I have usually found mumsnet quite sensitive to the position of the poor and vulnerable in the past but since covid a lot of people seem to have lost sight of the fact that not everyone has a comfortable or even safe home; not everyone can afford enough food for a week at a time or even for a day; not everyone has the education level required or language skills to understand complex and ever changing rules about how many people you're allowed to meet in a park etc; that for some a shop or pub closing is an inconvenience but for others it is their livelihood gone.
It's easy to care about others when it's not really costing you anything. Very few people actively want to see lots of suffering, and if you could help others in some small way without compromising your own safety and security then why wouldn't you? But as soon as you introduce some existential threat, whether that's a potentially deadly or disabling disease or the prospect of poverty/isolation/non-covid related health problems, that changes the balance significantly. It takes a very very selfless person to advocate for their CEV partner or child locking themselves indoors for months on end or facing an increased risk of death, in order to avoid plunging tens of thousands of strangers into homelessness and starvation. Equally it takes a very very selfless person to advocate for their own destitution and isolation, in order to indirectly reduce a risk to tens of thousands of strangers that on an individual level is already very small. I just don't think there are many people who have that degree of objectivity and altruism, though I very much admire anyone who does.

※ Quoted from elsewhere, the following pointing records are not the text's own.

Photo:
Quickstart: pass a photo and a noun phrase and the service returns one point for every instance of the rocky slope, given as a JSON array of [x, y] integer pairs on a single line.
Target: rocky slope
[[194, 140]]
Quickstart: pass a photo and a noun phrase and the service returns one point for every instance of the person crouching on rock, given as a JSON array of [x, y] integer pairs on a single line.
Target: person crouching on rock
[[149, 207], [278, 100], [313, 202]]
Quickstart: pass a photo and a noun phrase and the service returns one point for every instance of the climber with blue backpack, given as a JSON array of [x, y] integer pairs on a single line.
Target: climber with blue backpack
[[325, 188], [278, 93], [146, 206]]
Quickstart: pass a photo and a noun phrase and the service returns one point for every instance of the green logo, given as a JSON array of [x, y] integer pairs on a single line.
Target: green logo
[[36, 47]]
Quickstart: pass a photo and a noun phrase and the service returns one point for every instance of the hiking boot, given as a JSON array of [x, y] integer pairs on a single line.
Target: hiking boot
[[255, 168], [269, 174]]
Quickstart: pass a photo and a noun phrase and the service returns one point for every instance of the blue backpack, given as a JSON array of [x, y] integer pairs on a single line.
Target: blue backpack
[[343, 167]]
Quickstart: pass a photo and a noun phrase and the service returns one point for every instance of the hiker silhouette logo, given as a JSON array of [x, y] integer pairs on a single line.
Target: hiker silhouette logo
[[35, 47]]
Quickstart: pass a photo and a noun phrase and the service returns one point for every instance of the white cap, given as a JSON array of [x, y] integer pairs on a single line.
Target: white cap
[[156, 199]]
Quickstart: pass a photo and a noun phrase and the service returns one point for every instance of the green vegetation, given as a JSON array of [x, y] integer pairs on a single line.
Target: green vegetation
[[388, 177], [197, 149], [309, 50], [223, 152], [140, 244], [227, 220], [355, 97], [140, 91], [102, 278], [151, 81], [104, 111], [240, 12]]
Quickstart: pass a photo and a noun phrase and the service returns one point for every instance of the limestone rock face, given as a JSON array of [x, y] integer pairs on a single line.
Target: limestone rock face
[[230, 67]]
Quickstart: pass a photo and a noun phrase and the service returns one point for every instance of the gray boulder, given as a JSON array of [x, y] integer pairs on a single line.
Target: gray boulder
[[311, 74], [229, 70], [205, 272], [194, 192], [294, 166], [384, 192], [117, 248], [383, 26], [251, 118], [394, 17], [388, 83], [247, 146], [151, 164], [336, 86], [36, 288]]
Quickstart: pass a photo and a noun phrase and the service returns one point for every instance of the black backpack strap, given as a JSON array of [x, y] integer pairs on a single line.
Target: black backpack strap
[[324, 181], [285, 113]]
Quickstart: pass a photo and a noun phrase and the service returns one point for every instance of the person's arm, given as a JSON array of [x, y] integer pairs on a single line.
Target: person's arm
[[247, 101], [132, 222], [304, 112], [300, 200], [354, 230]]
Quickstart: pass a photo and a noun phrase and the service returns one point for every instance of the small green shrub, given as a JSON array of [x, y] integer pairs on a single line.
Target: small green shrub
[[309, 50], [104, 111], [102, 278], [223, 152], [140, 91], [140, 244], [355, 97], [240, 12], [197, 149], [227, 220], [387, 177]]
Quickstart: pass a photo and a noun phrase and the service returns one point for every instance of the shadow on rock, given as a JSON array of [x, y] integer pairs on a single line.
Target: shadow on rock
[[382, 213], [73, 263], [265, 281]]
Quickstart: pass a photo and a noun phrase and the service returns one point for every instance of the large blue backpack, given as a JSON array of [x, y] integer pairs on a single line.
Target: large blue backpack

The thing that makes me angry is that this narrative has somehow emerged among a small but vocal contingent, that condemning people to poverty (other people, naturally) is the virtuous option, in order to protect those who are vulnerable to covid. It's not - it's the selfish option, from the point of view of those who are more worried about covid than they are about the side-effects of lockdown. Of course, if you or someone you love are clinically vulnerable then it's entirely understandable that that's your biggest priority, but it doesn't make you any less selfish than those whose biggest priority is being able to feed themselves and not be made homeless. (And before anyone argues that death is objectively worse than poverty, ask yourself why you haven't sold everything you own and used the proceeds to pay for cheap anti-malaria measures in developing countries. You could save a lot of strangers' lives that way.) I don't know whether lockdown was the right or wrong response, but people being all holier-than-thou about wanting lockdown because they "care about their community" is getting so, so old.
So yes, it is quite galling when those who've spent months advocating for ever-stricter measures and the selfless destruction of other people's livelihoods - and I don't mean you OP, I have no reason to think you were one of them and I'm glad you've highlighted this issue - act like it's a terrible shock when they're confronted with the reality of what they were asking for all along. Especially when the people who are actually in that position have been trying to make themselves heard for months and getting talked over or ignored. It's akin to people pushing for no restrictions at all, then being shown the resulting footage of patients dying in hospital corridors and going "oh no, I didn't mean I wanted that".
Incidentally, anyone who thinks "we're all in the same boat" should watch the program and then have a read through the "terrible pandemic secrets" thread. The contrast is stark.